Brits have long been known for not having the healthiest habits when it comes to the foods they consume. In the past, it has been reported that one in four adults in the UK is estimated to be obese and, even more staggering, one in five children aged between 10 and 11 deal with the same problem.
With this concerning information, doctor and TV presenter, Chris Van Tulleken went on a mission to document the results of going on a supremely unhealthy diet to report, first handed, what the effects on the mind and body would be.
How harmful was the new diet?
After making the switch from a diet consisting in ultra-processed foods making up 30% of all foods consumed in a day to 80%—a diet in which one in five people in the UK follow—Dr. Van Tulleken reported a plethora of negative effects.
For one, he said that the more he consumed the fat and carb heavy diet, the more regularly he experienced poor sleep, heart burn, feelings of depression, anxiety, sluggishness and even loss of sexual desire. Additionally, the doctor became ridden with gastro-intestinal problems with constipation being the main symptom experienced throughout.

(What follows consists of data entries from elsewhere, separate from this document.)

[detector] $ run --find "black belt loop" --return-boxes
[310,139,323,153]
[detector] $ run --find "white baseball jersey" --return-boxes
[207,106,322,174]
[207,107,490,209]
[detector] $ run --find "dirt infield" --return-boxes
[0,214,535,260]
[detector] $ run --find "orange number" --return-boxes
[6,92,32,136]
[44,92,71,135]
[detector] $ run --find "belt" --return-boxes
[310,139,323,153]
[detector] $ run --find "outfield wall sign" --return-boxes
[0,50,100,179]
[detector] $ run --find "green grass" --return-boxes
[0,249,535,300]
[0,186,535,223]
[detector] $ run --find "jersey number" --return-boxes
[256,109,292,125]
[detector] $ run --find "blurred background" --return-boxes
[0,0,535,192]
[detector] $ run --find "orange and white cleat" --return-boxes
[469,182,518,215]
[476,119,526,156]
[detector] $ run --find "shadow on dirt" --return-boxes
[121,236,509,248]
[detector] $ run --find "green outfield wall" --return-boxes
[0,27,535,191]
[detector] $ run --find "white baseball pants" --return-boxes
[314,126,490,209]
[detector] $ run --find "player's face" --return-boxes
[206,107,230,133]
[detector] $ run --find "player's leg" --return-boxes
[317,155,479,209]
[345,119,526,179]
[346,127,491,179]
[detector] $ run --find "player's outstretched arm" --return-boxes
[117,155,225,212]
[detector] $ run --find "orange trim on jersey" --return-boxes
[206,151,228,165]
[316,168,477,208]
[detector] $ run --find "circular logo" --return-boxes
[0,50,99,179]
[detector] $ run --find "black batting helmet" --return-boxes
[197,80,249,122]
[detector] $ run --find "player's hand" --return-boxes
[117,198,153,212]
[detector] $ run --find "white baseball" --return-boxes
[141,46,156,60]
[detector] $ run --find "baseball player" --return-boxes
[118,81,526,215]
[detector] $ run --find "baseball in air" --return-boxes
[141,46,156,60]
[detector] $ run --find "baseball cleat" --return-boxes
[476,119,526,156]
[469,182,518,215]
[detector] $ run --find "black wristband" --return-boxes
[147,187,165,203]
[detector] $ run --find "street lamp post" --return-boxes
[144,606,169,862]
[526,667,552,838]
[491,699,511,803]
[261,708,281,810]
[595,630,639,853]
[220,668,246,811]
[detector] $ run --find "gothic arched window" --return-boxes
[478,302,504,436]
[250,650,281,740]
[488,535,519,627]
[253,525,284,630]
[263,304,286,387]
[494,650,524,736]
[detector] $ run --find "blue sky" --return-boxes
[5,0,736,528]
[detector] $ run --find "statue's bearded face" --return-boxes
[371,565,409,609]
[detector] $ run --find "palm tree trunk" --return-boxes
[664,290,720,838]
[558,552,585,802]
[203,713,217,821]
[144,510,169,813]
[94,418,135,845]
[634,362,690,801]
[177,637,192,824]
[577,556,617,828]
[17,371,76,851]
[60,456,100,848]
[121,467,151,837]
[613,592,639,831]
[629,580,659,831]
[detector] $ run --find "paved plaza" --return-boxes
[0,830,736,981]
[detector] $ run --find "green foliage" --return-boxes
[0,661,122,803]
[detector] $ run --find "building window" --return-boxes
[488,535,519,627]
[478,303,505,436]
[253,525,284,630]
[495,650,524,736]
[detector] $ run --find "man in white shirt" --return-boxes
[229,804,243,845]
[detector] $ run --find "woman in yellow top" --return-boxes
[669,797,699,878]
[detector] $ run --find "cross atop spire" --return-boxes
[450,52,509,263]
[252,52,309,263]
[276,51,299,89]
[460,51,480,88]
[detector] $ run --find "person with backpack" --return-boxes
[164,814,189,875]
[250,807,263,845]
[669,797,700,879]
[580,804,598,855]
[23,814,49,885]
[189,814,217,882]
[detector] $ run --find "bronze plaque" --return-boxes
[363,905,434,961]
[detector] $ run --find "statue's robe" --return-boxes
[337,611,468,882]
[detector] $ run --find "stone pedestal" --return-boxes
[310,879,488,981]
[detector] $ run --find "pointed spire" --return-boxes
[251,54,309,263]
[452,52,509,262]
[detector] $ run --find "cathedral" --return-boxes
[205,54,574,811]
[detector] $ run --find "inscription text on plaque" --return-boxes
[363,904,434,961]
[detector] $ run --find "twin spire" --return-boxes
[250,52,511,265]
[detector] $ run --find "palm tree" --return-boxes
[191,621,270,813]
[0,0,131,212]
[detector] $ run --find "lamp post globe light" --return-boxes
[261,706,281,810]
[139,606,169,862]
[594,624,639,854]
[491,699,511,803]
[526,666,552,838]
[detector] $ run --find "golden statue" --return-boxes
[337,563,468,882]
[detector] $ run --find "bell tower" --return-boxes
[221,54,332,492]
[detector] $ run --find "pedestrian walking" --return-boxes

He explained that:
Eating ultra-processed food became something my brain simply tells me to do, without me even wanting it. I felt ten years older. I didn’t realise it was all [because of] the food until I stopped eating the diet.
He also gained around 7kg following the four-week diet and ultimately went from a healthy weight for his size and age to overweight. He added:
If the weight gain continued at that rate for six months, I would have gained six stone.
Should we stop eating processed foods altogether?
Although it is definitely not recommended to consume too much of it, as most things in life, the key to a healthy lifestyle is to find a balance. Things like canned tomatoes, which are a form of processed foods, are not necessarily unhealthy if you pair it with wholegrain foods and fresh vegetables.
Ultra-processed-foods, such as a store-bought tomato pasta sauce, should be consumed very infrequently and in minimal amounts at a single time. Given the convenience, affordability and marketing of these products, fully avoiding them is next to impossible.